The error: In the section 'Contingency and decision-making' Pip ends the 2nd paragraph: ‘In his book Musical Works and Performances, Stephen Davies cites the example of Beethoven's Apassionata:’ Stephen Davies may refer to the work as Beethoven's Apassionata, but Pip should not as this is incorrect. It is Beethoven's Piano Sonata No. 23, Op.57, which was not known as the Appassionata (note correct spelling) in Beethoven's lifetime; it was labelled this in 1838. We can call it this, but only if we do so with the correct spelling and after noting what it should more properly be called as well. [This error has now been corrected in the article. Editor]

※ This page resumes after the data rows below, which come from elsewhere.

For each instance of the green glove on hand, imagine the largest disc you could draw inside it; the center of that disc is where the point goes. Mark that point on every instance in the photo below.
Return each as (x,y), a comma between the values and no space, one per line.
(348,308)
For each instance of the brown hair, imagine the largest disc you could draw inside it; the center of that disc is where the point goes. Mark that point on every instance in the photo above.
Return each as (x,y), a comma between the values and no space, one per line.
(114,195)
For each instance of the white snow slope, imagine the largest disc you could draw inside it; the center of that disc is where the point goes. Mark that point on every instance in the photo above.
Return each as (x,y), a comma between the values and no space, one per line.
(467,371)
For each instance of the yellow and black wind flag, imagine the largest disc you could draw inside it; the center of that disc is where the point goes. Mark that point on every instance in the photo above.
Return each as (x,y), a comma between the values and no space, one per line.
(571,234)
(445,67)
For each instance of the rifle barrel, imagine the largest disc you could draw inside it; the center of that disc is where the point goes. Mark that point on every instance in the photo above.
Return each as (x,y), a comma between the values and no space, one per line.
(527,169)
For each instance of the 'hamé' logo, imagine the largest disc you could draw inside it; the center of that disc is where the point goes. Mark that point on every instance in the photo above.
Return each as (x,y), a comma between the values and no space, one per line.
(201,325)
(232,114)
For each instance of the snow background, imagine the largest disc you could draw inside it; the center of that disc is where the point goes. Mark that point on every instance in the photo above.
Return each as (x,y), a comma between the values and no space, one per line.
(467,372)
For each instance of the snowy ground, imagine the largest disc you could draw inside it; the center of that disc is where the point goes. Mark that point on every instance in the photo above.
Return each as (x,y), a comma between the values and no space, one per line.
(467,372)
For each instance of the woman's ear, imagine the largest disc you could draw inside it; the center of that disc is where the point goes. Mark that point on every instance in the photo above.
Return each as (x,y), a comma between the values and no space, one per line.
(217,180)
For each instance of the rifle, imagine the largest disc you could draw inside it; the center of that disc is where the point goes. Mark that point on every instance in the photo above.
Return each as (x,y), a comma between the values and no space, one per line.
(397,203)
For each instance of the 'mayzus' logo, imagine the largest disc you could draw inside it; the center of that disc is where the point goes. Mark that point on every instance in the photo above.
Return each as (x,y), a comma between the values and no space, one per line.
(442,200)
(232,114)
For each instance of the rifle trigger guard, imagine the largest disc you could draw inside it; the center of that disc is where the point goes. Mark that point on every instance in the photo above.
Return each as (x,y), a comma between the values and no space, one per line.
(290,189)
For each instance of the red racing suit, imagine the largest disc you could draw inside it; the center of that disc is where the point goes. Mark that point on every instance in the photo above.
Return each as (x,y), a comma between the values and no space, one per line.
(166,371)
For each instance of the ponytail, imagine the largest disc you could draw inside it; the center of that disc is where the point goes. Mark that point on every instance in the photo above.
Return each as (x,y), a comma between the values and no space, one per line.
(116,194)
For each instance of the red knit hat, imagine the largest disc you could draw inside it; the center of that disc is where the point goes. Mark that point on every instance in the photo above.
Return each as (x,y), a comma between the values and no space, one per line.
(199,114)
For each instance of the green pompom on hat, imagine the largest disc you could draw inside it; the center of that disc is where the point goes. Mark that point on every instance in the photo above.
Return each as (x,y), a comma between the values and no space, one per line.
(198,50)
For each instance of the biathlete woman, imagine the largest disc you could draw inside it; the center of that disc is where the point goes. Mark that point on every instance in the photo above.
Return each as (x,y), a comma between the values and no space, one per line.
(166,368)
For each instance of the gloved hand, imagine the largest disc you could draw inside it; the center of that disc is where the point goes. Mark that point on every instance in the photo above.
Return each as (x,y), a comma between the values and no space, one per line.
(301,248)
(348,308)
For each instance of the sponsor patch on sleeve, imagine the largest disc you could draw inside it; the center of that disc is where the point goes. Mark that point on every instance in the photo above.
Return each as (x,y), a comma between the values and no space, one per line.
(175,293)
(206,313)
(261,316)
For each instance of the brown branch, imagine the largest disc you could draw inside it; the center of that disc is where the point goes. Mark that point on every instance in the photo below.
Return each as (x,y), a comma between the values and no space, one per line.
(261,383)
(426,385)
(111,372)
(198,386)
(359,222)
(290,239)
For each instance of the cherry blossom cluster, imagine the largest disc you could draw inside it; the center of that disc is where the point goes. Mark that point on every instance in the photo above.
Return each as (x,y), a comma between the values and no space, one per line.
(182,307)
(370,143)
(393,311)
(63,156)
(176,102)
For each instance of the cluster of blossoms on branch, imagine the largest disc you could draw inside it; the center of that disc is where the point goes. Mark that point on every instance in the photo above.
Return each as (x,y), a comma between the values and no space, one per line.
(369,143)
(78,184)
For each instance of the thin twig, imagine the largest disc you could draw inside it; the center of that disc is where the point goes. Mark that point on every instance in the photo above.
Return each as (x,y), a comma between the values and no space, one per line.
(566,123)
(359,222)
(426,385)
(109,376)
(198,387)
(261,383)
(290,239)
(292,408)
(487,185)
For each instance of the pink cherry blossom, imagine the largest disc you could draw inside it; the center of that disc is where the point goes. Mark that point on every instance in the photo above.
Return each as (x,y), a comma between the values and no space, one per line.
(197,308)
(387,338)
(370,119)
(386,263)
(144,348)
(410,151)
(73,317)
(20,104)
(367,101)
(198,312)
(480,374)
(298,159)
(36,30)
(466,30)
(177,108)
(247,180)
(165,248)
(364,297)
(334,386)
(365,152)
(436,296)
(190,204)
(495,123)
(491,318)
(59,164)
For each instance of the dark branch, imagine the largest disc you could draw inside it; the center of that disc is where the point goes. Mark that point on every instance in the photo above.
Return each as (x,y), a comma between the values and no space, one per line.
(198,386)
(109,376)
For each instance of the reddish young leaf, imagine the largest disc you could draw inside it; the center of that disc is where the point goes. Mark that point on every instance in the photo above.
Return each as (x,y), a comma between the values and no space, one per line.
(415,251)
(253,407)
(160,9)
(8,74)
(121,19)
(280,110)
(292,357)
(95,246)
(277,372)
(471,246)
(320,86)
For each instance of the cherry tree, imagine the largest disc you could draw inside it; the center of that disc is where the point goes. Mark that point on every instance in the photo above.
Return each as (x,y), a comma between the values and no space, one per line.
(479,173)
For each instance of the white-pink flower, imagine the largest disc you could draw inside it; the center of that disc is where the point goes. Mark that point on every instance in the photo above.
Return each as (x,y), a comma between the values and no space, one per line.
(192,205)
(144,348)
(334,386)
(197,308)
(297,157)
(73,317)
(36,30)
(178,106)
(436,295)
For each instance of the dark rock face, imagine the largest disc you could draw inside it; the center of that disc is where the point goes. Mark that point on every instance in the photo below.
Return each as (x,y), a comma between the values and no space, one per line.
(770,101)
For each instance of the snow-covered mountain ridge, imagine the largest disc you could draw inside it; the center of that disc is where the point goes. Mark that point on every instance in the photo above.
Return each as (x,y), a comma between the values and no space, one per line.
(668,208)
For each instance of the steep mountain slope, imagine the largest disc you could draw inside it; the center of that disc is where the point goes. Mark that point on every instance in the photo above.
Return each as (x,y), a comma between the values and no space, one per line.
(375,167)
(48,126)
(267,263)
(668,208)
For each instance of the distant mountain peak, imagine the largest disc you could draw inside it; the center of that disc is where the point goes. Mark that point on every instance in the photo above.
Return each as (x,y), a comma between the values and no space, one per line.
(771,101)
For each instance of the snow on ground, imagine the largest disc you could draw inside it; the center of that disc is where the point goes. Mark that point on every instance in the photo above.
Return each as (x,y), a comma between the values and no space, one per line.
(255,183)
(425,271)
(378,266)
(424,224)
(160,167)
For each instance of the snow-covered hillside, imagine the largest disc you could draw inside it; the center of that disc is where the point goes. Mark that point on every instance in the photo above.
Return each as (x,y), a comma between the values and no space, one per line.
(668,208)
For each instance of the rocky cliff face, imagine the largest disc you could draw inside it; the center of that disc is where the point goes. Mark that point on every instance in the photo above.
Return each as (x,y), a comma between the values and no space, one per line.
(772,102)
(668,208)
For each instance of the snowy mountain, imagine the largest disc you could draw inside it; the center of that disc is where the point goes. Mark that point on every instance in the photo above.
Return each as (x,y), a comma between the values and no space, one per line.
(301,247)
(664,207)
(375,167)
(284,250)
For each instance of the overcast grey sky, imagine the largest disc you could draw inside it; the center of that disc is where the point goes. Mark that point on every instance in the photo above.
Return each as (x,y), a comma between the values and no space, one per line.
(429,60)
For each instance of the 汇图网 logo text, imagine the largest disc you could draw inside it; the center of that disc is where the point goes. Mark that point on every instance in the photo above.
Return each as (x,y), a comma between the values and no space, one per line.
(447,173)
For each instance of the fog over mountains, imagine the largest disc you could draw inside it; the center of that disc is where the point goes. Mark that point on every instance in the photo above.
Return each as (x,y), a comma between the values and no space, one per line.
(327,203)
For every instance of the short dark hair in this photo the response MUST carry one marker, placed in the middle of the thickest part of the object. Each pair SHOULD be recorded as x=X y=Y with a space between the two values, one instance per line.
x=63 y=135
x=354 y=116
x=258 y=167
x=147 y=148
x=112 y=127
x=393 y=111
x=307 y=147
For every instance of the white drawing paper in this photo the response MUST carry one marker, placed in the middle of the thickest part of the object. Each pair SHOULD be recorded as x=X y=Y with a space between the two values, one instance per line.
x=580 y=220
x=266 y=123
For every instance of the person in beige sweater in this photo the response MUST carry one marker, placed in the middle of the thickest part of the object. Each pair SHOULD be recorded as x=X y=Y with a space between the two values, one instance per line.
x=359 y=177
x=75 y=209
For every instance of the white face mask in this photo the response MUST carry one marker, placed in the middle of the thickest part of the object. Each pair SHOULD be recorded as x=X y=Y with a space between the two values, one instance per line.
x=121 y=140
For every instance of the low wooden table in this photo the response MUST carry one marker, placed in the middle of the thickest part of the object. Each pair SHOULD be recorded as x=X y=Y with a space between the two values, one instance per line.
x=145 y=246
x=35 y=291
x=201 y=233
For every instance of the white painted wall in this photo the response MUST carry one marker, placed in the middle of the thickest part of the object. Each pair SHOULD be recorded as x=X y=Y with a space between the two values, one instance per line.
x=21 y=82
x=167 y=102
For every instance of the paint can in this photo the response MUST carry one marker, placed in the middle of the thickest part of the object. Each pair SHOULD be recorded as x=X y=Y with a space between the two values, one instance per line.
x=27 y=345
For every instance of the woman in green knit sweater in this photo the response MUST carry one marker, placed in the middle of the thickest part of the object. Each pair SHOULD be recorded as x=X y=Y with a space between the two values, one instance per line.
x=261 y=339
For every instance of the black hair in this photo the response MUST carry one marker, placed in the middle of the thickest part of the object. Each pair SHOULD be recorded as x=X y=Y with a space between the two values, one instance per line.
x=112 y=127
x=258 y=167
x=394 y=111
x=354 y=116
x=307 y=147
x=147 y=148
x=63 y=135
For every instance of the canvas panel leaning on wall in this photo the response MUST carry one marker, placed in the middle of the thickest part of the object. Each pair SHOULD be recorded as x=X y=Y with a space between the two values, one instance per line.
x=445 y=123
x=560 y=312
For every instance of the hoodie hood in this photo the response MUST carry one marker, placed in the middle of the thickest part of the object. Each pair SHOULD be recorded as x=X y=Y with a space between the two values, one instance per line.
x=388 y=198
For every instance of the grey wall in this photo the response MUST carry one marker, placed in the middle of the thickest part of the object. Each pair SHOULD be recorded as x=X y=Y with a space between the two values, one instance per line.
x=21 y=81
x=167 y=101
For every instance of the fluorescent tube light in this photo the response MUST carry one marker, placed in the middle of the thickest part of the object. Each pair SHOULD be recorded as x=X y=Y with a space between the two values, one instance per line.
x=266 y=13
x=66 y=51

After the nit-picking... as Pip draws parallels with music and the score, it would be interesting to consider the theory of 'reception history' - whilst we may create, as close as possible, what an artist (whether visual, sonic, literary or some other medium) originally intended - through appropriate conservation of source materials, study of instructions, etc. - we cannot re-create the intended audience. What we see and hear is based on our personal universe of experience, on our knowledge and understanding of Art (short-hand for whatever we consider this to be), and on our shared experience of the event in question. All Art conservation / exhibition can do is to give context - whether this be historical, cultural, social, sexual - and leave the audience to re-create the art-work anew each and every time.